Okay, so the bipartisan commission led by Erskine Bowles and Alan Simpson failed to come up with a mutually acceptable deficit reduction plan. This lead to the creation of the Gang of Six to give it another try, which also failed, because House Republicans won't accept any increase in revenue. This led to a deal to create yet another bipartisan commission -- the supercommission! -- which must cut the deficit or else trigger automatic cuts. But the supercommission is expected to deadlock as well for the same reason.
It's pretty obvious what the situation calls for, isn't it? Right: another bipartisan deficit commission:
Sen. Mark Warner is hoping to form a bipartisan, bicameral post-Gang of Six group to pressure the already bipartisan, bicameral supercommittee to “go big or go home,” his spokesman told POLITICO Thursday.
The Virginia Democrat, who first spoke of his vague plan during a Virginia Beach meeting Wednesday of the local Filipino American Community Action Group, said his new group would build on the efforts of the Gang of Six, a group of which he was a member.
“I’m not going to give up the fight.

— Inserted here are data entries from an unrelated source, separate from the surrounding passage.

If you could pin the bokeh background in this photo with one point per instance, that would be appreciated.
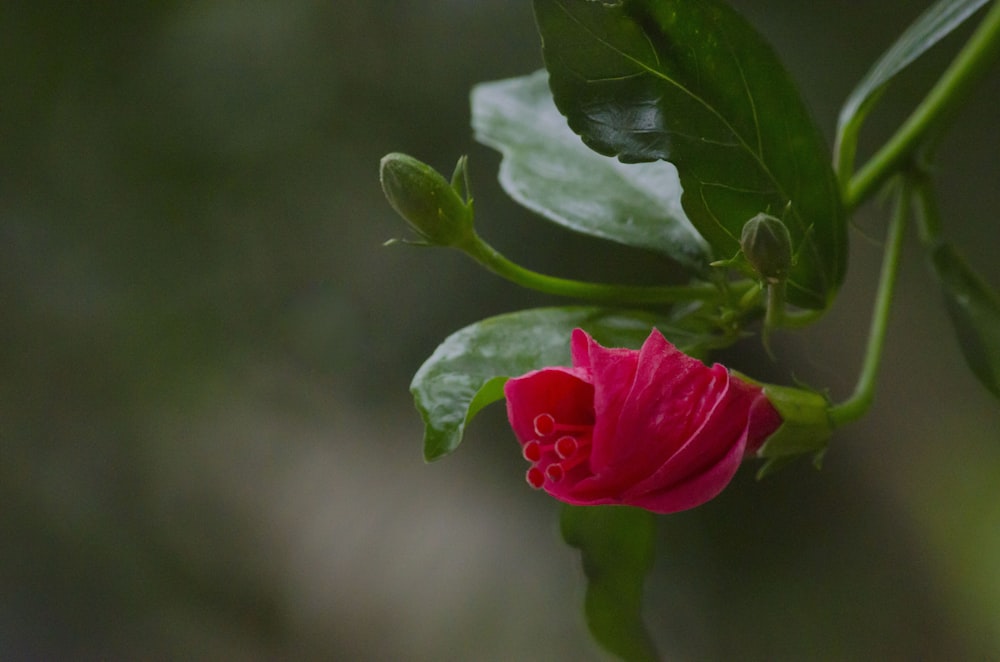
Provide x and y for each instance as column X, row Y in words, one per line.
column 207, row 447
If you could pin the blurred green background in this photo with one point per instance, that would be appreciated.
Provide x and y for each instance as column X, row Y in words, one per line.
column 207, row 447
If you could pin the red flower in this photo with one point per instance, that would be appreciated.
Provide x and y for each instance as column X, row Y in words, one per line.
column 652, row 428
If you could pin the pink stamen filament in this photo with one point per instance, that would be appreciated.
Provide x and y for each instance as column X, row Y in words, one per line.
column 545, row 424
column 535, row 478
column 557, row 470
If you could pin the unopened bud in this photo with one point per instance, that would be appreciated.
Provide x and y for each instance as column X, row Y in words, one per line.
column 425, row 199
column 767, row 246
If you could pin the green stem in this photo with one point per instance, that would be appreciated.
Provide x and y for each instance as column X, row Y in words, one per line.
column 487, row 256
column 927, row 213
column 864, row 392
column 945, row 97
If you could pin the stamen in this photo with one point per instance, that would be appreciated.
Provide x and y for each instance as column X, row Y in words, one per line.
column 566, row 446
column 535, row 478
column 544, row 424
column 554, row 472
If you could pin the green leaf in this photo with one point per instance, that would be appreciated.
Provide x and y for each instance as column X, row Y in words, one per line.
column 549, row 170
column 617, row 546
column 930, row 28
column 974, row 309
column 691, row 82
column 468, row 370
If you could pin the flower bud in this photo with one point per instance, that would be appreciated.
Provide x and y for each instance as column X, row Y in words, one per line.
column 767, row 246
column 425, row 199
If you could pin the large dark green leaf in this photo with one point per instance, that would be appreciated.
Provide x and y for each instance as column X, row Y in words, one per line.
column 930, row 28
column 549, row 170
column 975, row 313
column 468, row 370
column 617, row 546
column 691, row 82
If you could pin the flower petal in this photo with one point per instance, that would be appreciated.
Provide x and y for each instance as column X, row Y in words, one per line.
column 561, row 392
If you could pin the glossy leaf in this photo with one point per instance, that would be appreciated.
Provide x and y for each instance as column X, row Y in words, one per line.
column 930, row 28
column 691, row 82
column 617, row 546
column 974, row 309
column 468, row 370
column 549, row 170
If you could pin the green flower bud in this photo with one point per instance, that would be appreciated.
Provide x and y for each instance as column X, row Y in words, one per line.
column 767, row 246
column 425, row 199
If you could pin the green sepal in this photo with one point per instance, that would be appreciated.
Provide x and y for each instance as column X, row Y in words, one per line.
column 439, row 211
column 806, row 427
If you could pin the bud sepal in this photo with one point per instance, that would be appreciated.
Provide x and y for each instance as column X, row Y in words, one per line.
column 439, row 211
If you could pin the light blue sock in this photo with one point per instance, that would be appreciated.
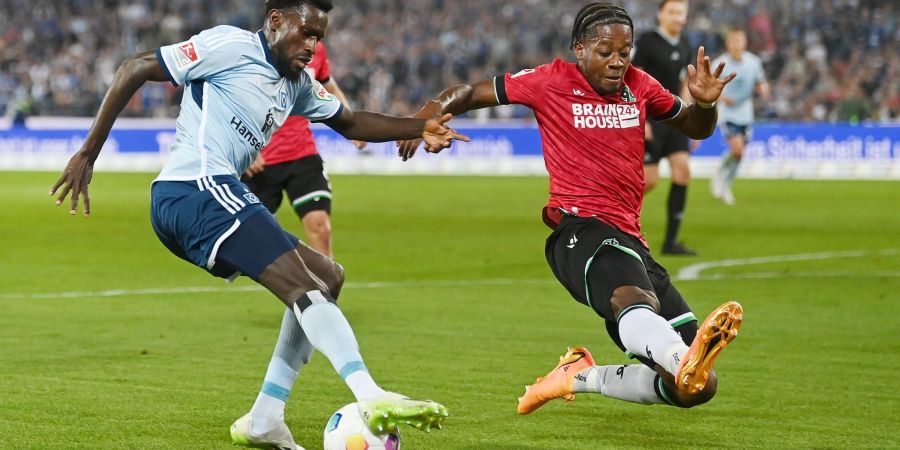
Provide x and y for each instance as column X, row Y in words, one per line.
column 292, row 352
column 330, row 333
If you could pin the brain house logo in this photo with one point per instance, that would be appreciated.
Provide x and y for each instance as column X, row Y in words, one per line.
column 588, row 115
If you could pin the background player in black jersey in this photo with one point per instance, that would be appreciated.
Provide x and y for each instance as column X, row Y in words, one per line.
column 664, row 53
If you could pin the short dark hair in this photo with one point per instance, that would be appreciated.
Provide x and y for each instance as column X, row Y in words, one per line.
column 324, row 5
column 596, row 14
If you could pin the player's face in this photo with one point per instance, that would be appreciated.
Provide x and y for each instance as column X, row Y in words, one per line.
column 672, row 17
column 295, row 34
column 604, row 60
column 736, row 43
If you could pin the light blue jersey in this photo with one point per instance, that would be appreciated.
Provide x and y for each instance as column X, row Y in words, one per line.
column 234, row 100
column 750, row 73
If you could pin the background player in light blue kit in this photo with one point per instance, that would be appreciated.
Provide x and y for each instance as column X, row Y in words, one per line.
column 736, row 109
column 239, row 88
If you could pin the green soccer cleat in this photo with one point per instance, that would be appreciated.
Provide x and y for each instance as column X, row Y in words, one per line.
column 277, row 439
column 384, row 414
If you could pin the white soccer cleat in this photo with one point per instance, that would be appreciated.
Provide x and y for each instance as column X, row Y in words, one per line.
column 278, row 438
column 717, row 184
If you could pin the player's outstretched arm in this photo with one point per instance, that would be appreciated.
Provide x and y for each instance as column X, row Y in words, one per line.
column 374, row 127
column 698, row 121
column 334, row 88
column 455, row 100
column 130, row 76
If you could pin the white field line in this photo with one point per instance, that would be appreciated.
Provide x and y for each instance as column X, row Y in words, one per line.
column 689, row 273
column 692, row 272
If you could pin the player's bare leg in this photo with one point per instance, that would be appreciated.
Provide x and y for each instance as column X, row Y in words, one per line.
column 317, row 225
column 293, row 281
column 728, row 171
column 264, row 425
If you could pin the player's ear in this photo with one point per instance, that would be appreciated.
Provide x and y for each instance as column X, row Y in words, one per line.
column 579, row 51
column 276, row 17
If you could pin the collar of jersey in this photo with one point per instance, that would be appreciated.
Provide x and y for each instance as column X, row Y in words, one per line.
column 265, row 44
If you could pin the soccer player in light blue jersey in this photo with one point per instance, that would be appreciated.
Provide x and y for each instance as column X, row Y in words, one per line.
column 736, row 109
column 240, row 87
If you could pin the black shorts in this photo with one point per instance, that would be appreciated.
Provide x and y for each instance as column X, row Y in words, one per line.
column 303, row 180
column 666, row 140
column 592, row 259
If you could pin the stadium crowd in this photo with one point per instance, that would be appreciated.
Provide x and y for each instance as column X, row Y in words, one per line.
column 833, row 60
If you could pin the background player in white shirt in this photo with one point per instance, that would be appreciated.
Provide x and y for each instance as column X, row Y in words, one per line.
column 239, row 88
column 736, row 109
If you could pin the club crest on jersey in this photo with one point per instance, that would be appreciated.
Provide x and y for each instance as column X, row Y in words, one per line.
column 628, row 96
column 604, row 115
column 323, row 93
column 252, row 199
column 522, row 72
column 270, row 122
column 185, row 54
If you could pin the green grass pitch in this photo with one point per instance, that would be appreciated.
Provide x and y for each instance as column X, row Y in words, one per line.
column 103, row 346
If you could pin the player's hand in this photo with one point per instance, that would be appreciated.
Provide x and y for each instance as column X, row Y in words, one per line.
column 704, row 84
column 438, row 136
column 407, row 148
column 256, row 167
column 75, row 180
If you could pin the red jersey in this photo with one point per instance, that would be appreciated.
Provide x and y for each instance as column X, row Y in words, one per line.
column 593, row 144
column 294, row 140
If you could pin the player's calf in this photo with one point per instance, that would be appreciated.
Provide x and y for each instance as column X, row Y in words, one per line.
column 681, row 399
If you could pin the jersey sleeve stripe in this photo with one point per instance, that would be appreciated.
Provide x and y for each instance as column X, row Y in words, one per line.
column 500, row 90
column 162, row 64
column 673, row 112
column 223, row 42
column 335, row 115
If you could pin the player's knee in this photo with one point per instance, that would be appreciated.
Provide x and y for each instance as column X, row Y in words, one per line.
column 681, row 174
column 625, row 296
column 337, row 281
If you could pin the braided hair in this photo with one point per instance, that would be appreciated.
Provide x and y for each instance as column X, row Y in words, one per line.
column 324, row 5
column 595, row 14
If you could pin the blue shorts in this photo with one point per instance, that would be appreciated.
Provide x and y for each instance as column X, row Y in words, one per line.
column 730, row 129
column 217, row 224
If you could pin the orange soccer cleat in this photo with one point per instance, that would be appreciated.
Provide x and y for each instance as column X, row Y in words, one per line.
column 719, row 328
column 558, row 383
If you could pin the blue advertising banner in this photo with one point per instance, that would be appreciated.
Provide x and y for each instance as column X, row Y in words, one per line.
column 773, row 143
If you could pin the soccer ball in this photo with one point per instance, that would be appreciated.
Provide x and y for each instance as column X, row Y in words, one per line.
column 346, row 430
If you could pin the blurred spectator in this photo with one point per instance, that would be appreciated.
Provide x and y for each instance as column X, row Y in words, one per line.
column 826, row 59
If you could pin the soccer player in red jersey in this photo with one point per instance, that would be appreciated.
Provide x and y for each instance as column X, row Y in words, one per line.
column 291, row 163
column 591, row 116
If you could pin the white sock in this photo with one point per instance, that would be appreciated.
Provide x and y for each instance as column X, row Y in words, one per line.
column 731, row 167
column 292, row 352
column 631, row 383
column 645, row 333
column 330, row 333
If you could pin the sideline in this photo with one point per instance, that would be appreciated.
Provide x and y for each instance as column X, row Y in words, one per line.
column 688, row 273
column 692, row 272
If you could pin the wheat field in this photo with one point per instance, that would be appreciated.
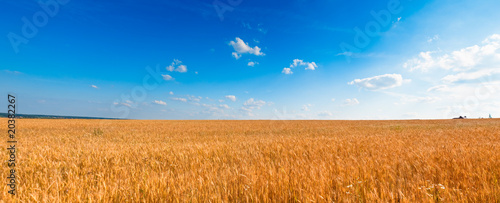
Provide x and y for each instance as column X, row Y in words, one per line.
column 255, row 161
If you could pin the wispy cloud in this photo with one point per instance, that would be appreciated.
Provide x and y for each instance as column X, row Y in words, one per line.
column 380, row 82
column 159, row 102
column 231, row 97
column 167, row 77
column 240, row 47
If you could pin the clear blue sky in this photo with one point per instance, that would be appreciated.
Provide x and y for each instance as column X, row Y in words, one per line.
column 256, row 59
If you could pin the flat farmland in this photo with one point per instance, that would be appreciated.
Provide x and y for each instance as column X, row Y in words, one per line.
column 71, row 160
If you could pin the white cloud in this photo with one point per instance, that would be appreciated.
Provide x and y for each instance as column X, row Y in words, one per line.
column 307, row 65
column 252, row 64
column 287, row 71
column 194, row 98
column 159, row 102
column 459, row 60
column 180, row 68
column 240, row 47
column 224, row 106
column 180, row 99
column 439, row 88
column 325, row 114
column 470, row 76
column 351, row 102
column 231, row 97
column 379, row 82
column 167, row 77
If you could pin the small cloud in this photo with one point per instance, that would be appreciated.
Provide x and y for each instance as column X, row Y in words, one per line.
column 287, row 71
column 307, row 65
column 252, row 64
column 159, row 102
column 13, row 72
column 379, row 82
column 325, row 114
column 253, row 104
column 351, row 102
column 240, row 47
column 231, row 97
column 236, row 55
column 439, row 88
column 177, row 66
column 167, row 77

This problem is not going to go away,” Warner said, the Virginian-Pilot of Norfolk reported.
Warner spokesman Kevin Hall said Thursday the idea is for the nascent group to serve as a cheerleadering corps for the 12-member supercommittee “to speak out to encourage the new supercommittee to ‘go big, or go home.’” Hall said Warner has not developed details of the new group, which he called a “very preliminary concept.”
A bipartisan deficit commission commission! I don't see how this could fail.
Well, I do see one possible problem, come to think of it. How do we decide who gets to be on the meta-commission? It could easily get political. What if we determined the membership of the meta-committee via some non-political selection method -- perhaps through the creation of a new group containing, Republicans and Democrats, dedicated to finding the right mix of politicians of both parties, who would be tasked with coming up with a bipartisan plan to lobby the bipartisan supercommission to come up with a bipartisan plan to reduce the deficit?